Unheimlich brodelts im kleinen Kupferkessel – obwohl  da nirgends Feuer brennt. Ständig verändert sich die Farbe der dampfenden Flüssigkeit. Im Turm, dem Wahrzeichen von Kaiserstuhl, hat die Alchemie Einzug gehalten. Mit vielen Fläschchen mit geheimnisvollen Tinkturen und Essenzen und mit allerlei Rezepturen. Sogar ein Traktätchen über den berühmten Galenius liegt da. Seine Lehre von den Körpersäften dürfte allerdings dem Skelett auf der Bahre kaum mehr auf die Beine helfen. Draussen vor dem Turm zeigt der Alchemist seinem staunenden Publikum, wie sich die Farbe einer Flüssigkeit auf geheimnisvolle Weise durch blosses Umschütten von einem Glasröhrchen ins andere verändern lässt.

Entspannte Atmosphäre

Die Alchemie am Eingang zum Städtchen steht sozusagen am Anfang des Mittelalterfestes. „Das Fest findet zum fünften Mal statt“, sagt Sonja Böhm vom Mittelalterverein Kaiserstuhl, der hinter dem Anlass steht. „Wir hatten vor zehn Jahren gefunden, dass sich die wunderschöne Kulisse des Städtchens für einen solchen Anlass ideal eignet. Inzwischen ist das Mittelalterfest gewachsen. Es unterscheidet sich aber von den Mittelalter-Anlässen, die von professionellen Anbietern durchgeführt werden.
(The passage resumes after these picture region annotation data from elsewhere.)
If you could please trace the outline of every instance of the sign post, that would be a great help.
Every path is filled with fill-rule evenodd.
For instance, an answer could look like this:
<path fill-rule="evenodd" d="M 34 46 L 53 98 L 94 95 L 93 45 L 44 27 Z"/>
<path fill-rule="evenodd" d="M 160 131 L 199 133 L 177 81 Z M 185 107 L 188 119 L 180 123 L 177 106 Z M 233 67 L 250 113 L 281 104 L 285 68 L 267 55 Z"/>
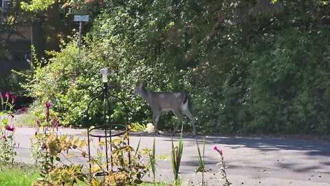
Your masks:
<path fill-rule="evenodd" d="M 75 15 L 74 21 L 79 21 L 79 40 L 78 44 L 78 53 L 80 55 L 80 48 L 81 48 L 81 30 L 82 29 L 82 22 L 87 22 L 89 16 L 88 15 Z"/>

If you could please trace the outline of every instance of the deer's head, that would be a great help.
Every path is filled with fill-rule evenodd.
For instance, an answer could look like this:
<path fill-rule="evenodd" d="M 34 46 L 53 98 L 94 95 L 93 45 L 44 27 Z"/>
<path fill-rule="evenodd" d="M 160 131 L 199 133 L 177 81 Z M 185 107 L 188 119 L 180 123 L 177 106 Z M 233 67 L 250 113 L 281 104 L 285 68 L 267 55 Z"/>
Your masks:
<path fill-rule="evenodd" d="M 145 87 L 144 85 L 142 83 L 140 84 L 140 85 L 138 85 L 135 87 L 135 89 L 134 90 L 134 94 L 138 94 L 138 95 L 141 95 L 145 92 Z"/>

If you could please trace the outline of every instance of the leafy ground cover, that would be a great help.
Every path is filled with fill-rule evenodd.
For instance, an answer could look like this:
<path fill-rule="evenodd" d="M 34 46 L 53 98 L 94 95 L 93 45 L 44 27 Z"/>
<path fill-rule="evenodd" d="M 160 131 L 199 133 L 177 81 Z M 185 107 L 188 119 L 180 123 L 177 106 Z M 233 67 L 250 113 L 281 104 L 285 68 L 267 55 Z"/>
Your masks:
<path fill-rule="evenodd" d="M 0 169 L 0 185 L 2 186 L 30 186 L 39 176 L 39 170 L 30 165 L 1 166 Z"/>
<path fill-rule="evenodd" d="M 0 169 L 0 185 L 1 186 L 30 186 L 39 177 L 40 171 L 34 166 L 27 165 L 14 165 L 12 167 L 3 166 Z M 86 185 L 81 183 L 79 185 Z M 141 186 L 165 186 L 165 183 L 144 183 Z"/>

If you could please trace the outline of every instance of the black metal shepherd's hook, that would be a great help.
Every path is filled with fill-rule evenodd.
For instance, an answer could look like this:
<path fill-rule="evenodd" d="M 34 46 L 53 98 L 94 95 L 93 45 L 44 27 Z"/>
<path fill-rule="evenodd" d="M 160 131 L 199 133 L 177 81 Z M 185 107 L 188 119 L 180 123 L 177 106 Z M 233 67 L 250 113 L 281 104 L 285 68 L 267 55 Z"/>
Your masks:
<path fill-rule="evenodd" d="M 90 147 L 90 138 L 91 137 L 96 137 L 96 138 L 104 138 L 105 141 L 105 157 L 106 157 L 106 163 L 107 163 L 107 171 L 108 172 L 98 172 L 96 174 L 96 176 L 104 176 L 107 175 L 109 172 L 109 157 L 108 157 L 108 138 L 109 138 L 109 143 L 110 143 L 110 153 L 112 152 L 112 137 L 114 136 L 122 136 L 124 134 L 127 134 L 129 135 L 129 127 L 127 127 L 126 125 L 120 125 L 120 124 L 112 124 L 110 122 L 110 117 L 107 117 L 107 116 L 110 116 L 110 104 L 109 104 L 109 98 L 113 98 L 115 99 L 117 99 L 120 101 L 122 105 L 124 105 L 124 107 L 125 109 L 125 114 L 126 114 L 126 120 L 125 122 L 126 122 L 126 125 L 129 125 L 129 109 L 126 105 L 126 103 L 124 102 L 122 99 L 119 98 L 117 96 L 115 96 L 112 94 L 110 93 L 110 88 L 111 87 L 109 87 L 108 85 L 108 81 L 107 81 L 107 69 L 102 69 L 101 70 L 101 74 L 102 75 L 102 81 L 103 81 L 103 87 L 98 87 L 97 89 L 101 88 L 102 89 L 102 94 L 96 96 L 96 97 L 93 98 L 89 103 L 88 106 L 87 106 L 87 120 L 91 120 L 91 116 L 89 115 L 89 109 L 90 106 L 92 103 L 96 101 L 98 99 L 102 101 L 102 109 L 103 109 L 103 123 L 102 125 L 100 125 L 99 126 L 96 126 L 95 127 L 91 129 L 90 123 L 87 125 L 87 141 L 88 141 L 88 155 L 89 155 L 89 173 L 91 175 L 91 147 Z M 88 121 L 87 121 L 88 122 Z M 113 127 L 120 127 L 121 128 L 123 128 L 123 132 L 119 132 L 118 134 L 111 134 L 112 128 Z M 96 130 L 104 130 L 104 134 L 102 135 L 97 135 L 97 134 L 93 134 L 92 132 L 93 131 Z M 109 133 L 107 132 L 107 130 L 109 130 Z M 129 138 L 127 138 L 127 144 L 129 145 Z M 129 151 L 129 166 L 130 168 L 131 165 L 131 152 Z M 113 156 L 112 155 L 110 156 L 110 165 L 111 165 L 111 172 L 113 172 Z"/>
Es soll ein Fest für Familien sein und den Kindern etwas bieten.“

Speziell für die Kinder ist denn auch der Drachenpfad angelegt worden, der über verschiedene Stationen zu einer Schatztruhe in einem finsteren Gewölbe führt. „Das Mittelalterfest, das gerademal sechs Leute, gewissermassen so nebenbei auf die Beine stellen, wird jeweils von 1500 bis 2000 Personen besucht“, erklärt Sonja Böhm. „Das tönt nach nicht sehr viel. Die entspannte und ruhige Atmosphäre wird aber geschätzt – auch  von den Marktfahrern und den Mittelaltergruppen. Heute führen wir sogar eine Anmeldeliste. Das war nicht immer so.“ Das Mittelalterfest, das unter dem Patronat der Stadt Kaiserstuhl steht und durch den Richner-Fonds unterstützt wird, hat sich jedenfalls etabliert.

Buntes Treiben

Im Städtchen und vor der Stadtmauer herrscht am Samstagnachmittag buntes Treiben. Rund um die Kirche zu St. Katharinen haben die Marktfahrer ihre Stände aufgebaut. Gewappnete Ritter messen sich in der Kunst des Schwertkampfes. Und die aus Tschechien angereiste Musikgruppe „Canora“ zieht mit ihren Dudelsäcken, Pauken und Trommeln das Publikum in den Bann mittelalterlicher Musik. In der Grossen Rheingasse lädt die Culinarium-Schenke zur Einkehr. Dicht umlagert ist das Mäuseroulett. Erwartungsvoll harren die Spieler des Augenblicks, in dem Mäuserich Arthur – als lebendige Roulettkugel – in eines der Häuschen schlüpft.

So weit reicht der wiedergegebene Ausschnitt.